Corroon is ahead of Ivory
Independent Merrill Cook came in at 6 percent.
"We'll have to wait and see," Corroon said. "I said from the first that it was going to be close."
The race may come down to the approximately 5,000-7,000 provisional ballots, as estimated by County Clerk Sherrie Swensen, that will not be counted until the official canvass on Nov. 16. The results also don't include the approximately 18,000 absentee ballots cast before Nov. 2 in which Corroon led Ivory (who was a write-in candidate during part of that time) by about a two-to-one margin.
"It's only fitting that the end would be a drama," Ivory said. "The whole campaign has been a drama. I feel good if I win, I feel good if I lose."
In the past eight months the mayor's race has gone through a series of controversies, investigations, court battles, intrigues and political maneuverings that University of Utah political science professor Tim Chambless calls "unprecedented almost unimaginable."
While Corroon has been in the race since last March, Ivory has only been at it for a month, most of that time as a write-in candidate, then for a short time as the Republican candidate, then as a write-in, then, finally, as the Republican.

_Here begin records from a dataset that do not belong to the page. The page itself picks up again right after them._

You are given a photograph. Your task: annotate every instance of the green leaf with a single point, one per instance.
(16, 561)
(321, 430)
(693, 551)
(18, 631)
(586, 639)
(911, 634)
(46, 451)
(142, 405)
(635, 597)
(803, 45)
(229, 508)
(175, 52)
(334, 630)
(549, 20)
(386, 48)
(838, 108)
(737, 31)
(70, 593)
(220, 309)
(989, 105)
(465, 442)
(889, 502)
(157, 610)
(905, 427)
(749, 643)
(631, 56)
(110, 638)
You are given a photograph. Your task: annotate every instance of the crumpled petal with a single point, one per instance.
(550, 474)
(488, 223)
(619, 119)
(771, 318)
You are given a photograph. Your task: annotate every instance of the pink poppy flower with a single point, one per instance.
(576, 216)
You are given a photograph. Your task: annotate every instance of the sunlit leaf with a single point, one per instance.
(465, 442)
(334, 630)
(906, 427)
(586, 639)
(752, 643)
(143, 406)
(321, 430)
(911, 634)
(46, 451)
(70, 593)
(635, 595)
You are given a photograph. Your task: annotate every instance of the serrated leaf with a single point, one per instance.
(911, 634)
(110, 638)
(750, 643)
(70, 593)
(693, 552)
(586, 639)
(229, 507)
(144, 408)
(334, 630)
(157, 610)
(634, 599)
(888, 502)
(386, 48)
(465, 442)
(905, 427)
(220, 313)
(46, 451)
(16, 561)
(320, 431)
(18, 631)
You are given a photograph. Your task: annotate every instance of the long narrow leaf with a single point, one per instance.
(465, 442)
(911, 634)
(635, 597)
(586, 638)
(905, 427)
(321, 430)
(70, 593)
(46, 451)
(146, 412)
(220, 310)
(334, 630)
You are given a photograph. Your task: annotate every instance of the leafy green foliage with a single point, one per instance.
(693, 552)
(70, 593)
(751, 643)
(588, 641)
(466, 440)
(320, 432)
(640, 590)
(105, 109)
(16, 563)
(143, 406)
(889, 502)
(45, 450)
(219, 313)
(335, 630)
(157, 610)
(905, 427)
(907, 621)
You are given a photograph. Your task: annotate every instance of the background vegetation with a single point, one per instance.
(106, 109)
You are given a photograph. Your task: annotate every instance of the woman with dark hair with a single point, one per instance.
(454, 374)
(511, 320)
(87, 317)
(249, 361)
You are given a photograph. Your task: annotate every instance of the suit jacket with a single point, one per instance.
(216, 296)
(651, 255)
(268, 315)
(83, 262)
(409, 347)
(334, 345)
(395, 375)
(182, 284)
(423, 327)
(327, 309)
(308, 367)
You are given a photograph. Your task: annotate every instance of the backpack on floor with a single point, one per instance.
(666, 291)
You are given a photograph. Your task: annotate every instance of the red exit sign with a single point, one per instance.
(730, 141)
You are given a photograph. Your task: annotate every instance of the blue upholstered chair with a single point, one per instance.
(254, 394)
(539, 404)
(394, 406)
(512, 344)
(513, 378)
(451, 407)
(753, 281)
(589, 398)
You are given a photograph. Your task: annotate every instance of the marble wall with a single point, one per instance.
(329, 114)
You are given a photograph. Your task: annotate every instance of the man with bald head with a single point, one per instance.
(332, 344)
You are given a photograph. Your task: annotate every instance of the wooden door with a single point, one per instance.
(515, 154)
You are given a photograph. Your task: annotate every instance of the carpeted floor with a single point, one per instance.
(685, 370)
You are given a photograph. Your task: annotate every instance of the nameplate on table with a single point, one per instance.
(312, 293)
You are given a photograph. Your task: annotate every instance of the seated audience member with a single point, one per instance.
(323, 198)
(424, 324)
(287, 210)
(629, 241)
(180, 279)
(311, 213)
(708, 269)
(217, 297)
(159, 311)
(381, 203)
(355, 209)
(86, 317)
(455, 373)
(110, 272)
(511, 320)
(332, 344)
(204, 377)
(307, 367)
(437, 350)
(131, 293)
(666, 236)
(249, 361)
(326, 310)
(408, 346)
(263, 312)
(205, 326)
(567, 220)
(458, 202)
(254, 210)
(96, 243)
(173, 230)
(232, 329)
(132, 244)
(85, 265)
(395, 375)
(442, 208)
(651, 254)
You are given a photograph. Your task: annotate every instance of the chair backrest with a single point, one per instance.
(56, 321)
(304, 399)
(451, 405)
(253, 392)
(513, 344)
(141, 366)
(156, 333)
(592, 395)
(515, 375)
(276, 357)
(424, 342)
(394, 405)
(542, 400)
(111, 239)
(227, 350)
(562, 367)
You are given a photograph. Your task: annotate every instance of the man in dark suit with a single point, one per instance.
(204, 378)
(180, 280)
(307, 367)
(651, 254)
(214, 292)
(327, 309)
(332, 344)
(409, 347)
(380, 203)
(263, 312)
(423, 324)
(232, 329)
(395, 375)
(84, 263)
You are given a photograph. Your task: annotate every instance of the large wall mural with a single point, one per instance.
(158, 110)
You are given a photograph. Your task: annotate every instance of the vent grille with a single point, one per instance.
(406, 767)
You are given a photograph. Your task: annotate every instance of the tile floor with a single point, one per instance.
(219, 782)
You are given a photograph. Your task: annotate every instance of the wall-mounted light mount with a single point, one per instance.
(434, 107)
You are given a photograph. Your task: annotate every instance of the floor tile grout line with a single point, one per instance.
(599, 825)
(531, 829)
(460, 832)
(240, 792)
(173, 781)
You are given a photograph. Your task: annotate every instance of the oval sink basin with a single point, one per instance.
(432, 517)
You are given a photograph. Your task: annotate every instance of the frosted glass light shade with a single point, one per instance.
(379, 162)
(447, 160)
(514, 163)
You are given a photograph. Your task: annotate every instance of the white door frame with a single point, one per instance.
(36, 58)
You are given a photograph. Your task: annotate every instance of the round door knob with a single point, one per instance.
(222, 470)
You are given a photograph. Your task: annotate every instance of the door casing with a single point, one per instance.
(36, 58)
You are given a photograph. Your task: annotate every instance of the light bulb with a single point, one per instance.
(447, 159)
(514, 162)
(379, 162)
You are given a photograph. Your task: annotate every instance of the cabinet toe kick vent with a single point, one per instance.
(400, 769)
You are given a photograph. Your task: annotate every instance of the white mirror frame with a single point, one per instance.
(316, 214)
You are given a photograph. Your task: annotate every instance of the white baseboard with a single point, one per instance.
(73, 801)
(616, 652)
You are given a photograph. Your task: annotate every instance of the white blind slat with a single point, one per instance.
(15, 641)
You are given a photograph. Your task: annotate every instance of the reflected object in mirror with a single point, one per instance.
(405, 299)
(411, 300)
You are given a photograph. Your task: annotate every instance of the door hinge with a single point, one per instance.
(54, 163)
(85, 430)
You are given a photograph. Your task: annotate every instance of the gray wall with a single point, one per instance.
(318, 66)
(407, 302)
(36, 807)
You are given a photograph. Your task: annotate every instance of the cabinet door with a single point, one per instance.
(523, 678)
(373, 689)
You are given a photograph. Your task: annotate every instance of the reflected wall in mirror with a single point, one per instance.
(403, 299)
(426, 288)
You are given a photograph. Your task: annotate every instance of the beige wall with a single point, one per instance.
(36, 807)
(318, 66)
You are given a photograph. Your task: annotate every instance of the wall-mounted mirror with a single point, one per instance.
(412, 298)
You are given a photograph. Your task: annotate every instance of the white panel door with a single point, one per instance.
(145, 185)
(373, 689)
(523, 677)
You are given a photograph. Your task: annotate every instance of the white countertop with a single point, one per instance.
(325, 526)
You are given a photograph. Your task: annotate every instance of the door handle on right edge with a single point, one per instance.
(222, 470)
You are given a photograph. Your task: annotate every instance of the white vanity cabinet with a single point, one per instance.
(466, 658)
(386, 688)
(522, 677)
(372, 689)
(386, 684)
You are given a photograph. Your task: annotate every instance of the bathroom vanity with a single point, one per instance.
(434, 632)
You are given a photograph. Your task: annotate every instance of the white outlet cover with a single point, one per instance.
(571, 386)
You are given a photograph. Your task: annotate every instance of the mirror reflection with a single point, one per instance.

The confusion, caused by conflicting court decisions in a legal challenge to Ivory's Republican candidacy, made things very difficult for Swensen.
At the end, Ivory's poll watchers found five precincts that had not put his name on the ballot, an oversight that was quickly corrected with few, if any, votes affected.
Ivory said he will not file any complaint in the matter.
"Frankly, I think it's amazing that it was that few," Swensen said.
The saga began with the "guzzle-gate" scandal last May. Then, in June, it was revealed that Mayor Nancy Workman was being investigated for her hiring two county-paid employees who had worked for her daughter at the Boys and Girls Clubs of South Valley, the thing that ultimately brought her down.
The Republicans hung with Workman for a time, but further revelations that she had paid her daughter's former boyfriend for county computer work that was never done sealed the deal for many party members; they voted Oct. 5 to withdraw their support from Workman and give it to Ivory, founder of the state's largest residential developer Ivory Homes, a Republican who had announced himself as a write-in candidate.
Ivory immediately vowed not to accept any campaign contributions, saying he was prepared to spend $400,000 of his own money in the race.